# Statistical Tests

## Bivariate Student's T test
We may want to verify if two sample datasets may be coming from the same distribution or different ones, i.e. they are not very different or they are different enough.

This test's hypothesis are the following:
- H0 (base hypothesis) both datasets are coming from a sampling of the same distribution
- H1 (alternative hypothesis) the datasets may have been sampled out of different distributions

In [1]:
import pandas as pd

read daily temperatures measured in Rome from 1951 to 2009

This is the content:
|column| meaning|
|------|--------|
|SOUID| categorical: measurement source id
|DATE| calendar day in YYYYMMDD format
|TG| average temperature
|Q_TG| categorical: quality tag 9=invalid

In [2]:
roma = pd.read_csv("TG_SOUID100860.txt",skiprows=20)
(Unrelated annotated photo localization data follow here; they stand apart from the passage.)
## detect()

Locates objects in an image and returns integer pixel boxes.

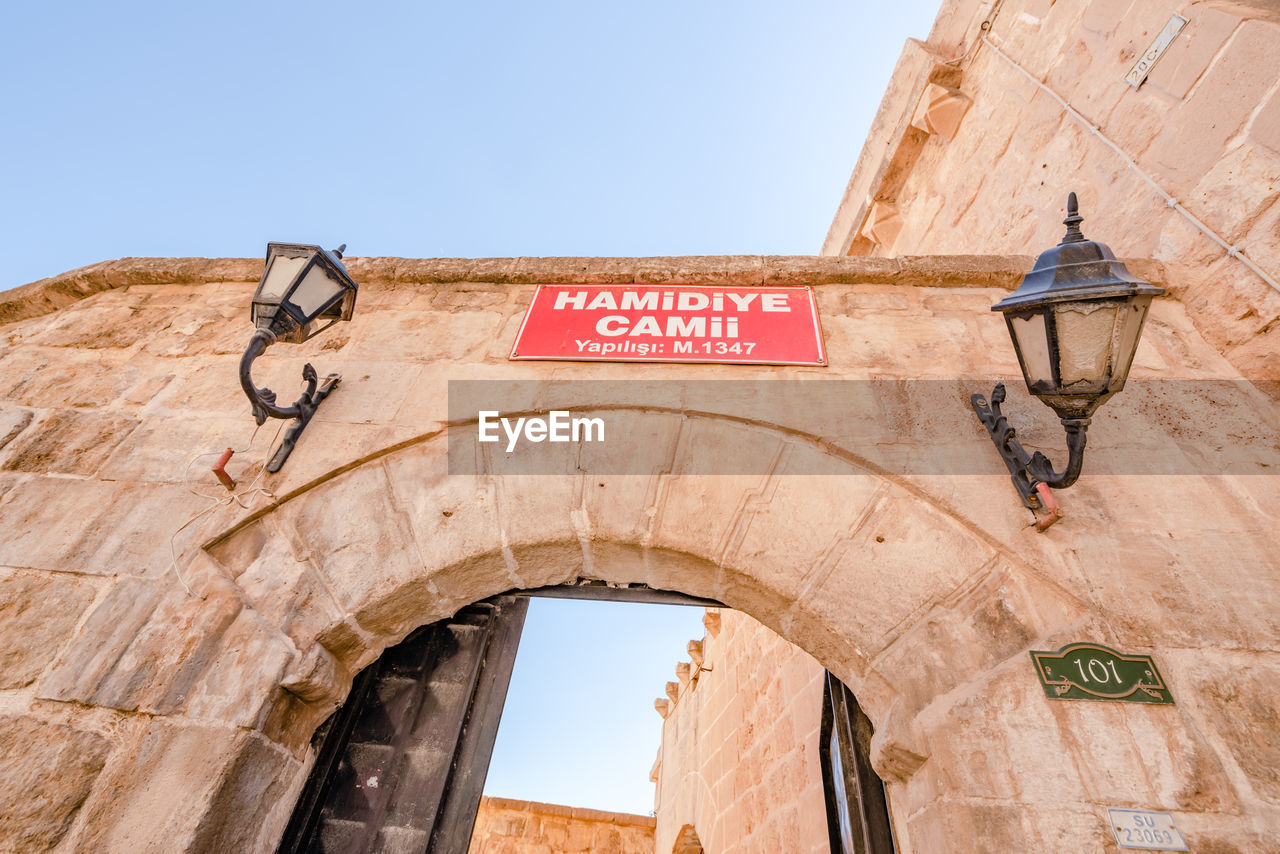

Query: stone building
[0,0,1278,852]
[649,1,1280,851]
[466,797,654,854]
[651,608,832,854]
[827,0,1280,385]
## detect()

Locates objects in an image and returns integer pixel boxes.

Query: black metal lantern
[971,194,1164,526]
[251,242,358,344]
[241,243,359,472]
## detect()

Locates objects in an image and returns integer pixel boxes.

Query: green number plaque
[1030,643,1174,705]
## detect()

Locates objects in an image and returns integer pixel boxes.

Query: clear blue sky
[3,1,939,290]
[4,0,942,817]
[485,598,708,815]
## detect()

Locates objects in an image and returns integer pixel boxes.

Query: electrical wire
[978,33,1280,296]
[169,419,285,598]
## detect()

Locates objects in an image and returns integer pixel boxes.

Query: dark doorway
[276,595,528,854]
[277,583,713,853]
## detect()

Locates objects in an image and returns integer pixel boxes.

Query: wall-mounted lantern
[240,242,359,472]
[971,194,1164,529]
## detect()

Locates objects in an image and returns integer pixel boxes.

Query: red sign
[509,284,827,365]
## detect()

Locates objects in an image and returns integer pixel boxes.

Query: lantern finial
[1061,192,1085,245]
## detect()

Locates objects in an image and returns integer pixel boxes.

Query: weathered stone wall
[825,0,1280,383]
[652,608,829,854]
[0,255,1277,852]
[466,796,654,854]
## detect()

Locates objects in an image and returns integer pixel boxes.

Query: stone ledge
[1,257,263,326]
[1,254,1169,327]
[479,795,656,827]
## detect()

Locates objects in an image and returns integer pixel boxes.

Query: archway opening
[274,585,896,854]
[198,415,1072,854]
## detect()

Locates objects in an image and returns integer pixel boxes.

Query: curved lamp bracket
[240,329,342,472]
[971,382,1090,517]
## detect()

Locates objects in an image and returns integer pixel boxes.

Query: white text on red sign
[509,284,826,365]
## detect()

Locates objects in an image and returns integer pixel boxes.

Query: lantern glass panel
[1009,311,1054,389]
[1055,301,1119,386]
[1111,299,1149,389]
[258,254,308,302]
[289,262,346,319]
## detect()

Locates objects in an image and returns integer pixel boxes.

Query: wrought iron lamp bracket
[239,329,342,472]
[971,382,1090,511]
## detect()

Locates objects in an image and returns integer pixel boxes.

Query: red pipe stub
[1033,482,1064,532]
[212,448,236,491]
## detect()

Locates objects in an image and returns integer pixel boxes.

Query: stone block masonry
[0,253,1277,852]
[825,0,1280,390]
[466,796,654,854]
[652,609,830,854]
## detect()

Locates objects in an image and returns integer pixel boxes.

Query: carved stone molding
[910,82,973,140]
[869,699,929,783]
[861,201,906,250]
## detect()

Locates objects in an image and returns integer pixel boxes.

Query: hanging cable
[169,420,285,597]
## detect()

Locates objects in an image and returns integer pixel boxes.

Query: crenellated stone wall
[651,608,830,854]
[466,796,654,854]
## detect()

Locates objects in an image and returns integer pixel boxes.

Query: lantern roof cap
[264,241,355,284]
[993,193,1164,313]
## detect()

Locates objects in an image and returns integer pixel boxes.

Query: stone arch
[178,410,1090,850]
[672,824,704,854]
[205,412,1082,740]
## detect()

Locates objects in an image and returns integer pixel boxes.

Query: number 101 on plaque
[1030,643,1174,705]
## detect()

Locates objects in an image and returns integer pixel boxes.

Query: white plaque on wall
[1125,14,1188,89]
[1107,808,1189,851]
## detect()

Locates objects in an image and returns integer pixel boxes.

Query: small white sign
[1125,14,1188,89]
[1107,808,1188,851]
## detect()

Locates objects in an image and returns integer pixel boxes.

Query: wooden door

This dataset column names include spaces, we need to remove them

In [3]:
roma.columns = list(map(str.strip,roma.columns))

In [4]:
roma.columns

Index(['SOUID', 'DATE', 'TG', 'Q_TG'], dtype='object')

In [5]:
roma.DATE = pd.to_datetime(roma.DATE,format="%Y%m%d")

In [6]:
roma["MONTH"] = roma.DATE.dt.month

In [7]:
roma["YEAR"] = roma.DATE.dt.year

In [8]:
roma_cleaned = roma.loc[roma.Q_TG != 9,:]

In [9]:
roma_giugno_1951 = roma_cleaned.loc[
    (roma_cleaned.YEAR == 1951) & (roma_cleaned.MONTH == 6),
    "TG"
]

In [10]:
roma_giugno_2009 = roma_cleaned.loc[
    (roma_cleaned.YEAR == 2009) & (roma_cleaned.MONTH == 6),
    "TG"
]

In [11]:
import scipy.stats

In [12]:
from scipy.stats import ttest_ind

In [13]:
ttest_ind(roma_giugno_1951,roma_giugno_2009)

TtestResult(statistic=np.float64(-2.167425930725216), pvalue=np.float64(0.03432071944797424), df=np.float64(58.0))